|A streetcar suburb |
(image courtesy Paul Sableman, Flickr Creative Commons)
(courtesy "MyBiggestFan" Flickr Creative Commons)
I sat for a while and thought about Suburbs in the American Imagination.
Leave it to Beaver
Back to the Future
Youth in Revolt
And there's zillions more. The Suburbs = The American Dream. But think about that list. At the beginning, the communities and families are "healthy", even sanitized in the suburbs. But by the 90s, and certainly by the first and second decades of the new milennium, we're watching suburbs that have cracked open and shown their flaws. It's not simply the people, but it's also the format of living. In these narratives, suburbs are part of the problem.
But the dream isn't panning out, or at the least, it isn't sustainable. No matter if you love it or reject it, the high cost of oil is having a significant impact on the suburbs and car culture. There has to be more to The American Dream than a house in the suburbs. Doesn't there?
I explored this before with Straphanger, but I find myself coming back around to this again and again.
I was driving (yes, I was) when I heard Leigh Gallagher's The End of the Suburbs featured on NPR's Marketplace .
|Seriously, it's something we need to deal with.|
So, when the automobile-based suburbs were designed, municipalities and developers built with no thought for an alternative for transportation. At the start they were an answer to a significant shortage in Post-WWII housing, and the mortgage interest tax exemption and GI Bill lending made single-family housing not just the "best" choice, but for most families, virtually the only choice for a home.
But now we are starting to see that we need a retrofit. And that is going to be very, VERY painful.
Remember, "Peak Oil" doesn't mean the tank finally lands on "E" - it's the financially excruciating process of the price of gas going up and up and up: supply & demand. Can you remember being shocked that gas was closing in on $2/gallon after 9/11? Or that Will Hunting cites $2.50 as the outlandish price of oil in some nebulous future. Well, I'd sure love to see $2.50/gallon again. Unlikely. As of this writing the price is about $3.65. And it's not just gassing up the car/SUV that hurts; it's all consumables. Anything that requires transportation to be made, or to get TO you, is more expensive due to high oil prices.
The End of Suburbia was produced in 2004. Eerily, the predictions of the experts have already started coming true: increasingly high oil prices, a deep recession, and a significant decline of the middle class. (BTW, as a fun aside, the Prelinger Archive, of vintage films is delightful.)

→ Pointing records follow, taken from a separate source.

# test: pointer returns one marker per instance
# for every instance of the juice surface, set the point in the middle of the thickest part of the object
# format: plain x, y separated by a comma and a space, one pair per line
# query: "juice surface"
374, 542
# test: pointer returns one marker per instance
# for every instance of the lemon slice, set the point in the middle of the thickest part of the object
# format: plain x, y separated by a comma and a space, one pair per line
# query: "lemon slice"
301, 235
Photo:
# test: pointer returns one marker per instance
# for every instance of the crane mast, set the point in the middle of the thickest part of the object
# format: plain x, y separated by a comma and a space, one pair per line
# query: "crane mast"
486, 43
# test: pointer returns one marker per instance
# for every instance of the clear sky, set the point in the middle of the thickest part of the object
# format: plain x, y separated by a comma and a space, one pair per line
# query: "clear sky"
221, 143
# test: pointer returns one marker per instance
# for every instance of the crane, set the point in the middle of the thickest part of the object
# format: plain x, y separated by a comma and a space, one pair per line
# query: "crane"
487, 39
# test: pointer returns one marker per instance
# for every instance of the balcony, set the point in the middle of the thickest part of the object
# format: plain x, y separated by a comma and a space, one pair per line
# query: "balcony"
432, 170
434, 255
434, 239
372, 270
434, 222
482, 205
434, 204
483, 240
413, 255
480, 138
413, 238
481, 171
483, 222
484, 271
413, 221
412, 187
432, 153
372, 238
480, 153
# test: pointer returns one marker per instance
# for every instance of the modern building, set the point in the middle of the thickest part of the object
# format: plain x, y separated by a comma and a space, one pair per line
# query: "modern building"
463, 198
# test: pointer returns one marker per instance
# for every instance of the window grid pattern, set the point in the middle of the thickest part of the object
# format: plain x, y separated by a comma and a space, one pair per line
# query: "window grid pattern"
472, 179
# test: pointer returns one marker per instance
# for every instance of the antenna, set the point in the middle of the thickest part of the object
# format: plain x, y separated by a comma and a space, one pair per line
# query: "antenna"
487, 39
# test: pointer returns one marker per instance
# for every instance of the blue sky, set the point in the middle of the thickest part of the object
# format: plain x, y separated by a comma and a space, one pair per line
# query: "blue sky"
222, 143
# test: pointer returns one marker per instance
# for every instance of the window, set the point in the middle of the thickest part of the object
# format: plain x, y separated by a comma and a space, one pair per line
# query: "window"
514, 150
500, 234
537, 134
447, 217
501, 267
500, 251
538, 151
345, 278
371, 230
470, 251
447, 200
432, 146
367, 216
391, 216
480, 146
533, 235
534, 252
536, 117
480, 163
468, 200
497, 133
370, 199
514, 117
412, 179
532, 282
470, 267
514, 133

You know that thumbnail concept that housing should be 30% or less of your household budget? Well, there's a new thumbnail. The H&T Affordability Index says that housing+transportation should be less than 45% of a household budget.
For a comparison, look at the map of the county where I live:
Yellow areas are within the affordability index. By the old index, much of Cumberland County is "affordable." But if you add in the cost of transportation, look how little yellow there is. My immediate neighborhood is not in the yellow zone (although my hairdresser's salon is, and I rode my bike to my haircut appointment last week).
Earlier this week my husband got into a somewhat heated conversation with a group of people who also live in our suburban small city (yep, I live in the 'burbs, even if it's more of a Streetcar Suburb, very much like the photo at the top of the post). They insisted that we all live too close together and that we all ought to live on bigger plots of land. He rolled his eyes (in his mind) and said, "No! Just the opposite! We live too far apart in this town as it is! We shouldn't be living on big plots of land unless we're farmers!" They think he's crazy. I think he's DEAD RIGHT.
Do you live in a suburb? Do you like it? And what are your thoughts about oil increasing more and more? Do you feel like there's a breaking point ahead for you, or for our culture?